Oh, actually the episode just ended. But not before Annika, very much alive and not floating face down in the tidal flats, arrives back at the motel about 100% more shot with a gun than she was before she left. As she lays bleeding out, she hands Norma a flash drive. A flash drive! Has any good ever come from a mysterious flash drive? Like, what are the odds that Annika’s favorite pictures of dogs wearing people clothes are the only thing on that flash drive? Or something equally as pleasant? Not very good, I’d personally say.
This is the end to what turns out to be quite the couple of days for Norma. She starts classes down at the local community college, which goes about as awkwardly as all the days you start down at the local community college. She accidentally sits in on the wrong class, Psych 101: History of Psychology, which wouldn’t even be fun if it was the right class. And whoever cast Joshua Leonard as a Psych 101 professor, A+ to you sir or madame. He looks so much like a Psych 101 professor. If you never had a Psych 101 professor that looked like Joshua Leonard, then you never took Psych 101.
But despite a brief first-day spat, Leonard’s James Finnigan takes a liking to Norma, because he can recognize when other people had shitty childhoods. I bet Mr. Finnigan’s childhood involved approximately 99% less incest than Norma’s childhood, but I suppose time will tell on that front. He offers Norma some therapy, a kind offer that I’d be uncomfortable and a little offended recieving from a person I met yesterday, no matter how correct they were. Norma seems interested, though. Mr. Finnigan is full of helpful tidbits like “first days are the worst days,” even though that directly contradicts my therapist‘s words of wisdom, “birthdays was the worst days.”
Down in the woods, Dylan and his uncledaddy are still hard at work building the weed barn with the help of Gunner. This whole “I’m mad at you because you bought me the good lumber but also because you made your sister have sex with you” thing feels like the show treading water until they find out what to do with these guys. We did get a lovely rendition of “Smoke on the Water” on an unplugged electric guitar, though.

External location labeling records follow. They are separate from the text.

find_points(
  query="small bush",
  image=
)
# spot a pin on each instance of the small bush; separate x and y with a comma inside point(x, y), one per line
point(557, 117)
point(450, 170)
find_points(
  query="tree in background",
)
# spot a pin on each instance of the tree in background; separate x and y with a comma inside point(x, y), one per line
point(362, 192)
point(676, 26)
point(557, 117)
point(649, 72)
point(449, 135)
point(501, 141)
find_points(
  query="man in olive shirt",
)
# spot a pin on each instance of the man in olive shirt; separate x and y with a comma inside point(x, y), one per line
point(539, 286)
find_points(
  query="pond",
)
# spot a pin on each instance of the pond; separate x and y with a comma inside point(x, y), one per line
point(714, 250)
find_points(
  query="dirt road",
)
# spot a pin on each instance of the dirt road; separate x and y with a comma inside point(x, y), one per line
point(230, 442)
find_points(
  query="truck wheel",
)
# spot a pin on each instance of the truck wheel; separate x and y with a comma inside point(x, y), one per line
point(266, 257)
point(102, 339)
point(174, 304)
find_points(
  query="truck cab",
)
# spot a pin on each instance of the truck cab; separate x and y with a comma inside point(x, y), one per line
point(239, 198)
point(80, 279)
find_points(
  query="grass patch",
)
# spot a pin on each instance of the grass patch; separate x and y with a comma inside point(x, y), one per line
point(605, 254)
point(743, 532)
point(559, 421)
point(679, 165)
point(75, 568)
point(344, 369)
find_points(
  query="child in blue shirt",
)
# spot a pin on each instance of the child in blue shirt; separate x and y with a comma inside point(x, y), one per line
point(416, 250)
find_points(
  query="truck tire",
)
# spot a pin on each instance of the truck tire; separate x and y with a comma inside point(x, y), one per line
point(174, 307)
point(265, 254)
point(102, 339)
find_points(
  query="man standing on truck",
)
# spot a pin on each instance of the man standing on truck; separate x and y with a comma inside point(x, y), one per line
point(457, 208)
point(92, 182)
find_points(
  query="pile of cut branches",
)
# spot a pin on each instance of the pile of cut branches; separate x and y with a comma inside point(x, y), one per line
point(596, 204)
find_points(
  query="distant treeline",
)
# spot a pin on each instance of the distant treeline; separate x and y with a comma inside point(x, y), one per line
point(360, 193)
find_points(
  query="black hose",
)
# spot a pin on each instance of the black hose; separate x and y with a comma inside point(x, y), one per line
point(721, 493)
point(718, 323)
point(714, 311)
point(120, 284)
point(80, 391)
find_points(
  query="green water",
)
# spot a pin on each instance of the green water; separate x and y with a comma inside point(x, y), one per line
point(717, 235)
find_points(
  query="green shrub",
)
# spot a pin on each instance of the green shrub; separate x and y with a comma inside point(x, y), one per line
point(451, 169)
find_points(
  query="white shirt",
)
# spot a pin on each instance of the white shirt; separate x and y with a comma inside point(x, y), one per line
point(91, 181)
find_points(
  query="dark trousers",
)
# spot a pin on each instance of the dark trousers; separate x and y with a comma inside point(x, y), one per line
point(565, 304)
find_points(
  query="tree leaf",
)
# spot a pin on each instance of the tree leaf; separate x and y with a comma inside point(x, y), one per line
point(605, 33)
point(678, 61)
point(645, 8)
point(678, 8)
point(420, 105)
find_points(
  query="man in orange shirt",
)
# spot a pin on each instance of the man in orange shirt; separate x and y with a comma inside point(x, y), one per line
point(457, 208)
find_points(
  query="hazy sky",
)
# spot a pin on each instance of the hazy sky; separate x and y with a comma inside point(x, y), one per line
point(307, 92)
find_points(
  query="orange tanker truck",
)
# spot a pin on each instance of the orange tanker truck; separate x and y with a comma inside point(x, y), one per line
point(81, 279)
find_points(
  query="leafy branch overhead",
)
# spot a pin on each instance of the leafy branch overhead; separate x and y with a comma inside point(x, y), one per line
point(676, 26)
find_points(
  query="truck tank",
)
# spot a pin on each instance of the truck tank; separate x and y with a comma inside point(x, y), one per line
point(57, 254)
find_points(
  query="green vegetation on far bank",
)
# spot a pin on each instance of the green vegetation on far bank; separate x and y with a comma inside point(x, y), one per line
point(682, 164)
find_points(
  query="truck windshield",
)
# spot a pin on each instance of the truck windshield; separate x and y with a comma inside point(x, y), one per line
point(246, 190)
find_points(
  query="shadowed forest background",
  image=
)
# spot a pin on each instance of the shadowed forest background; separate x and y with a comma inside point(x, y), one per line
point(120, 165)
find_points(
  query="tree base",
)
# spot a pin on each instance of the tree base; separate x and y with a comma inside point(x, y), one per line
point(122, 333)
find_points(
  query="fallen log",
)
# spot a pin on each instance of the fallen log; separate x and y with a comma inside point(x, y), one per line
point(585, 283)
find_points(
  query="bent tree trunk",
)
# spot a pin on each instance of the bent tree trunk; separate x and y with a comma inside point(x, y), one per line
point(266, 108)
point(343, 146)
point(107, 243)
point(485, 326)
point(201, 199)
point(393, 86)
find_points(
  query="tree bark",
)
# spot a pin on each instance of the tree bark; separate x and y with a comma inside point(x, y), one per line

- That weed plant distributor to Emma, basically: “I’m discreet enough to only deliver to the motel, but I will in fact open this trunk literally filled to the brim with pot plants in broad daylight.”
- Speaking of Emma, I kind of like that among the murder and incest and craziness and insanity going on in this town, it seems she just would really like to get laid, please.
- Story time! Norma’s classroom accident brought horrifying flashbacks to my senior year of college, when me and a friend of mine enrolled in a three hour Intro to Documentary class taught by an Oscar winning director. We arrive, and the professor immediately starts to teach us some pretty advanced Photoshop, which was weird but hey, “he’s the Oscar winner.” An hour and a half in I’m really wondering why Photoshop is such an important part of the documentary process but hey, “he’s the Oscar winner.” Two and a half hours into a three hour class, my friend checks the syllabus and realizes that yes, this is Advanced Photoshop, and Intro to Documentary is one room over. I was sitting next to the professor and everything. Still can’t use Photoshop to save my life. Moral of the story: first days are, in fact, the worst days.